Derzeit sind die AKWs nur mit einer Schadenssumme von einer Milliarde DM gegen die Folgen von Unfällen versichert. Davon müssen die Betreiber allerdings nur 500 Millionen DM selbst tragen, bzw. die entsprechenden Prämien bezahlen. Die diesen Betrag übersteigenden Kosten übernimmt der Staat. Das dieser Betrag den tatsächlichen Schäden, die ein schwerer Atomunfall in der Bundesrepublik auslösen könnte, in keiner Weise angemessen ist, erkennt vermutlich schon der Laie. Die rot-grüne Bundesregierung hatte schon vor einiger Zeit angekündigt, im Rahmen der Novellierung des Atomgesetzes die Schadensvorsorge auf einen Betrag von 5 Milliarden DM festzusetzen. Doch auch ein solcher Betrag ist geradezu lächerlich. Bezogen auf eine Stadt wie Hamburg mit rund 1,8 Millionen EinwohnerInnen würde das bedeuten, das jeder nur einen Betrag von 2.777 DM als Entschädigung erhalten würde.

So beeindruckend also die Geste der rot-grünen Regierung auf den ersten Blick sein mag, die derzeitige Schadenssumme quasi zu verfünf- bzw. zu verzehnfachen, so weit liegt sie von der Wirklichkeit entfernt.
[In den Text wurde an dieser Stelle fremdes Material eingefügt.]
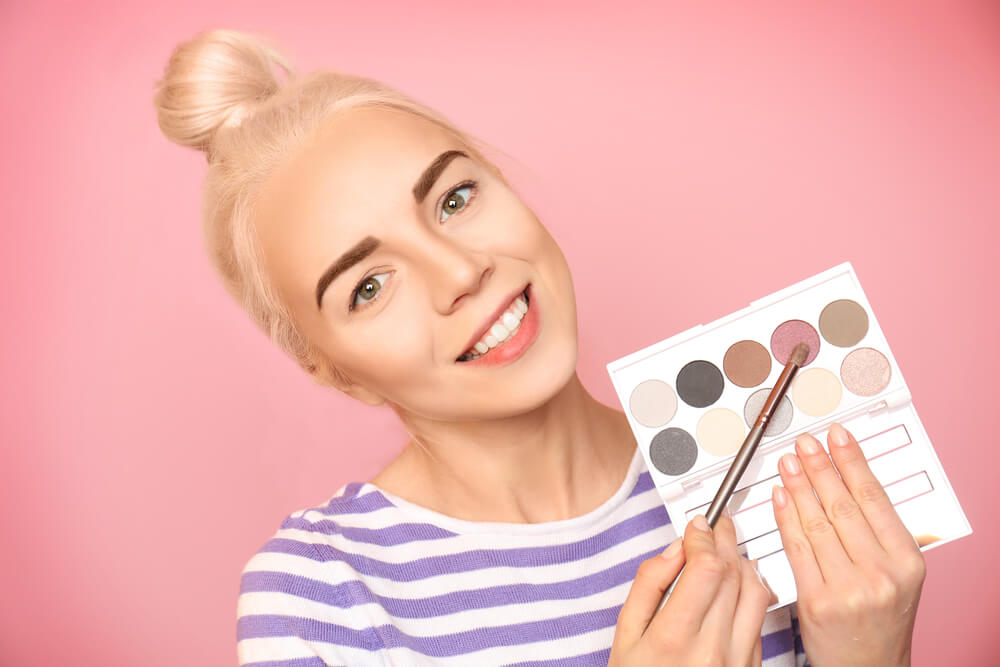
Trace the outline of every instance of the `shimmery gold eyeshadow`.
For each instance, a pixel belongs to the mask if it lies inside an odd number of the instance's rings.
[[[629,397],[629,412],[643,426],[663,426],[677,411],[677,394],[666,382],[646,380],[636,385]]]
[[[819,330],[830,344],[853,347],[868,333],[868,313],[857,301],[833,301],[820,313]]]
[[[771,374],[771,354],[755,340],[741,340],[726,350],[722,369],[733,384],[756,387]]]
[[[844,357],[840,377],[848,391],[858,396],[874,396],[889,386],[892,368],[878,350],[859,347]]]
[[[813,417],[828,415],[844,395],[837,376],[825,368],[807,368],[792,380],[792,400],[799,410]]]
[[[713,408],[698,420],[695,433],[698,444],[706,452],[715,456],[727,456],[740,448],[746,431],[738,414],[727,408]]]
In einer Studie der keineswegs atomenergiekritischen Prognos AG, die noch vom damaligen Wirtschaftminister Rexrodt (FDP) in Auftrag gegeben wurde, kamen die Gutachter zu dem Ergebnis, das sich der Schaden nach einem Super-Gau in einem deutschen Atommeiler auf die unvorstellbare Summe von 10.000 Mrd. DM belaufen dürfte. So makaber derartige Rechenbeispiele sein mögen, wenn man die grausamen und tödlichen Folgen für die betroffenen Menschen bedenkt: Klar ist, das die AKWs gegen die Schäden, die sie auslösen können, hoffnungslos unterversichert sind. Ein klarer Fall für die Allianz-Versicherung. Doch die will damit nichts zu tun haben.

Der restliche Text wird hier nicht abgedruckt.